Arnold (1992) says that three important principles have emerged from research into brand performance:
1. Market leaders and superior brand positions are interlinked. Top brands are virtually all leaders, or joint leaders, in their markets. This is not just because the companies spend a lot on advertising or because the brands have a good name or are inherently better quality products. It is the perception of quality by the customer which is important. That perception depends on how the product meets customers’ needs and wants.
UNICEF, the children’s charity, is able to encourage donations through a well-established image and a perception that it is meeting customers’ needs - both the children it helps and the people who give their time or money so that the organisation can carry out its objectives.
2. Market-leading brands tend to have higher proﬁt margins. Research shows that market leaders command a price premium and therefore make higher profits. Recent surveys conclude that in the USA the market leader returns a margin four times that of the number two in the market, and in the UK the margin is six times greater. Leading brands also demonstrate greater resilience during recessions or price wars.
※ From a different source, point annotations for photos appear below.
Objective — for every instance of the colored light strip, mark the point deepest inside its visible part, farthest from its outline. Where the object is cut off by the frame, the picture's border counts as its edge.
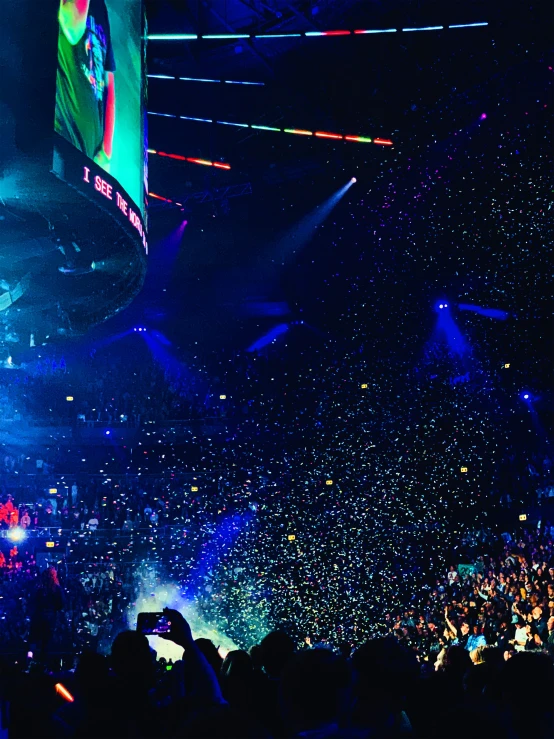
(265, 128)
(365, 31)
(298, 131)
(357, 32)
(201, 120)
(64, 693)
(172, 37)
(468, 25)
(328, 33)
(194, 160)
(238, 82)
(225, 35)
(165, 200)
(425, 28)
(204, 79)
(228, 123)
(324, 135)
Perceived superior quality is reflected in consumers’ willingness to pay more.
3. There is no such thing as a brand life-cycle. Once a leading brand is established with a loyal customer base, there is no reason why that position cannot be maintained almost indefinitely. Brands are larger than products. They can be updated regularly and altered in almost any aspect to maintain their relevance to the market. As long as the brand is kept up to date there is no reason why it should not live forever.
This does not mean that brands will live forever, just that they may be able to if properly managed and looked after. There are examples of brands which have disappeared or run into trouble. One distinguished brand which has been in existence in the UK since 1894 — Marks & Spencer, a retail store selling clothing, home furnishings and food — went through difficult times in the late 1990s. Brands which have been around for over 60 years and show no signs of disappearing. All purchase decisions involve an element of risk, and buying behaviour shows that the drive for something well-known and trusted is often stronger than the drive for novelty.